H: 71 in / 182 cm | W: 15 in / 38 cm | D: 10 in / 26 cmDescription
A Fine London Regulator Clock by Charles Cummins of Leadenhall Street, London
The case constructed in well figured San Domingo Mahogany, which has acquired a particularly fine colour and patination: rising from block feet, the plinth having a recessed shaped panel the trunk with a glazed arched panel, and above, a double waisted section, boldly carved with an eagle looking to dexter, with wings outstretched, flanked by swags of foliates and berries; the drum head hood with a glazed circular panel exposing the circular dial, with minutes in Arabic numeration to the periphery, with the hours and minutes in superimposed subsidiary dials in Roman numbering.
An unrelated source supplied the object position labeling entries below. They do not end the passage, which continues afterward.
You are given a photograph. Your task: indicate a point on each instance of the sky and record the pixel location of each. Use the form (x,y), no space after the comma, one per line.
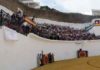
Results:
(76,6)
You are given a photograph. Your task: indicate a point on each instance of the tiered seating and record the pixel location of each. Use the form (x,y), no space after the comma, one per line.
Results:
(49,31)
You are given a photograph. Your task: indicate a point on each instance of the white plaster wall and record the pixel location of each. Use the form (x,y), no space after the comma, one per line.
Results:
(6,9)
(21,54)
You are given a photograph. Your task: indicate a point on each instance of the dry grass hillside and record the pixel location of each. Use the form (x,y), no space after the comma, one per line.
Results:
(49,14)
(90,63)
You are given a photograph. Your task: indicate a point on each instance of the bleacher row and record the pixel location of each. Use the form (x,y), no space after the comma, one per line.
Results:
(54,32)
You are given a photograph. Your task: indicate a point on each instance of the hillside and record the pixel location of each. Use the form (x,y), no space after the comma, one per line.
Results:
(49,14)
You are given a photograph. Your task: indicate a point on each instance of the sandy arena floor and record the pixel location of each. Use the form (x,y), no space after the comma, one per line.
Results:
(90,63)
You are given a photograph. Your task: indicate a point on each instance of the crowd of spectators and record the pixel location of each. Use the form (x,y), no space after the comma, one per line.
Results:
(56,32)
(49,31)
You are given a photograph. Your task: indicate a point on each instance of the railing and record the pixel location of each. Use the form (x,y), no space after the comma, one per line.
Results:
(4,17)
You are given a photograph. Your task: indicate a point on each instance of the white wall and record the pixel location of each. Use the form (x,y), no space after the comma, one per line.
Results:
(74,25)
(21,54)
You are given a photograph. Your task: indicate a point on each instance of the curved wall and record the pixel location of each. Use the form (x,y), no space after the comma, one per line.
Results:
(22,53)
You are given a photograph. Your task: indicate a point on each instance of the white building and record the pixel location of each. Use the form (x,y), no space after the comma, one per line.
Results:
(30,3)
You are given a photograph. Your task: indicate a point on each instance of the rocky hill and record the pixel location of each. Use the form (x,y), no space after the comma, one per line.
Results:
(49,14)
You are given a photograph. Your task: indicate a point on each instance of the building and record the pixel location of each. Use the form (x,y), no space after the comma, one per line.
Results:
(30,3)
(96,12)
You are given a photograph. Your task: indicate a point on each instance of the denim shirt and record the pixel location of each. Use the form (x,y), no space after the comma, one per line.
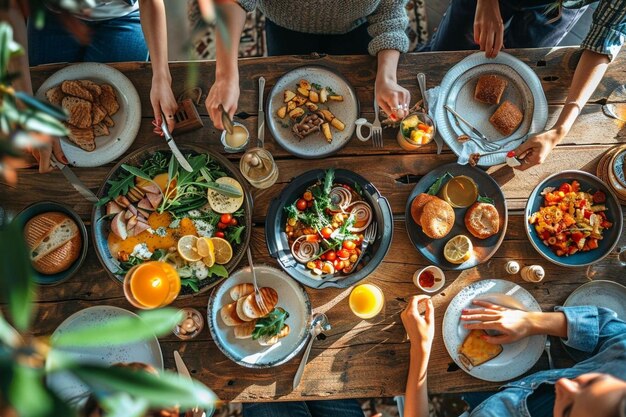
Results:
(596,339)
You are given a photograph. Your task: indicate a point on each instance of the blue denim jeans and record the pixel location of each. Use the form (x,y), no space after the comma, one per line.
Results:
(327,408)
(113,40)
(526,25)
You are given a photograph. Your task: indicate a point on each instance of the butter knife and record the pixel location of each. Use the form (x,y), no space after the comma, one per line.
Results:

The movement is weight driven wound through the right hand side of the hood, via a ‘clutch’ device, designed to eliminate frictional effect, which Cummins devised as an improvement to Ellicott’s compensation system, originally invented in 1752. The pendulum is of bi-metallic type, which works in conjunction with a set of levers designed to negate temperate variance, to assist in the accuracy of the timekeeping, mounted on an ‘A’ frame secured to the backboard, and signed ‘Cummins Inventit et Fecit’. The dial is signed C.Cummins of 148 Leadenhall Street, London. Circa 1850.
Reference ‘ Britten’s Old Clocks and Watches’ ninth edition lists Cummins at 148 Leadenhall Street between 1840-1856; apprenticed as a clockmaker to his father Thomas Cummins in 1832, and notes him as a maker of chronometers and watches of exceptional quality.